YOUR SOLIN GENERATED RECIPE
Creamy Pesto Chicken Pasta with Sun-Dried Tomatoes
Sautéed chicken breast tossed with whole grain pasta in a velvety pesto cream sauce, accented by the chewy sweetness of sun-dried tomatoes.
INGREDIENTS
5 oz chicken breast
1 oz whole grain penne
1 tbsp basil pesto
2 tbsp non-fat Greek yogurt
2 tbsp sun-dried tomatoes
1 cup baby spinach
1 clove garlic
1 tsp extra virgin olive oil
0.25 tsp sea salt
0.25 tsp black pepper
PREPARATION
Bring a pot of salted water to a boil and cook the whole grain penne according to package directions until al dente.
While the pasta cooks, heat the olive oil in a large skillet over medium-high heat.
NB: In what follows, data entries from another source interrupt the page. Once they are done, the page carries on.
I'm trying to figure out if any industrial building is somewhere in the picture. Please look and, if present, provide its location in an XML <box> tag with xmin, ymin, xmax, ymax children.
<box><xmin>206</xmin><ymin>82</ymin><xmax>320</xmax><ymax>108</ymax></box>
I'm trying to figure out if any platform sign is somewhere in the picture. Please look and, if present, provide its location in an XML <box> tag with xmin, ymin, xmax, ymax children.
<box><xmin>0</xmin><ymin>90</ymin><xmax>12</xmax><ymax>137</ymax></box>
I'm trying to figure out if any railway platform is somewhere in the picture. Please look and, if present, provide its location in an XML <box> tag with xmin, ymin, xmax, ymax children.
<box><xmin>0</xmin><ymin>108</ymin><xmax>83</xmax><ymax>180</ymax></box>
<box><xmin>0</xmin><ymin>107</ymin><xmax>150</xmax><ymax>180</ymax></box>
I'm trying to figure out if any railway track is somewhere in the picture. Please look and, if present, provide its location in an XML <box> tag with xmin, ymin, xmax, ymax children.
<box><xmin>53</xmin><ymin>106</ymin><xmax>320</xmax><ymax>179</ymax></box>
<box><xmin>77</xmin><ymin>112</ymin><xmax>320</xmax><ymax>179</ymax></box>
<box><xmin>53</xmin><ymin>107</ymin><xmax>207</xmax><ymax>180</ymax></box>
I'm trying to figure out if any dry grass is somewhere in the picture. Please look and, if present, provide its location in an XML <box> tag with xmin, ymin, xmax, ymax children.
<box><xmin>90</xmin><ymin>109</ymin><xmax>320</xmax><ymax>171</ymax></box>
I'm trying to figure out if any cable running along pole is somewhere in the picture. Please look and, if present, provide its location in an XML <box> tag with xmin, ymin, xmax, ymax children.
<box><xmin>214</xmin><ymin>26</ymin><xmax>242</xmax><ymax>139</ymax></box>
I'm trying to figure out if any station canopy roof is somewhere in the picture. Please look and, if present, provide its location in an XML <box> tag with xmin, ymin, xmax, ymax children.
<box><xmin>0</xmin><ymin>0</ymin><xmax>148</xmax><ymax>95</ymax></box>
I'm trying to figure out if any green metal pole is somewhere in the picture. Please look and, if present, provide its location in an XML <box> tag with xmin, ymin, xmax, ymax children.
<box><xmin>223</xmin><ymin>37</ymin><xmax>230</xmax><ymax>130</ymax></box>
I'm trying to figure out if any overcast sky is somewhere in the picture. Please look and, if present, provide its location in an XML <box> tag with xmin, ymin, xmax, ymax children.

Season the diced chicken breast with sea salt and black pepper, then add it to the skillet.
Sauté the chicken for 5-7 minutes until golden brown and cooked through, adding the minced garlic during the last minute of cooking.
Stir in the chopped sun-dried tomatoes and baby spinach, cooking just until the spinach leaves are wilted.
Reduce the heat to low and stir in the basil pesto and Greek yogurt until a smooth, velvety sauce forms.
Drain the pasta, reserving 2 tablespoons of the cooking water, and toss the noodles into the skillet.
Mix everything thoroughly, adding the reserved pasta water if needed to reach your desired creamy consistency, and serve immediately.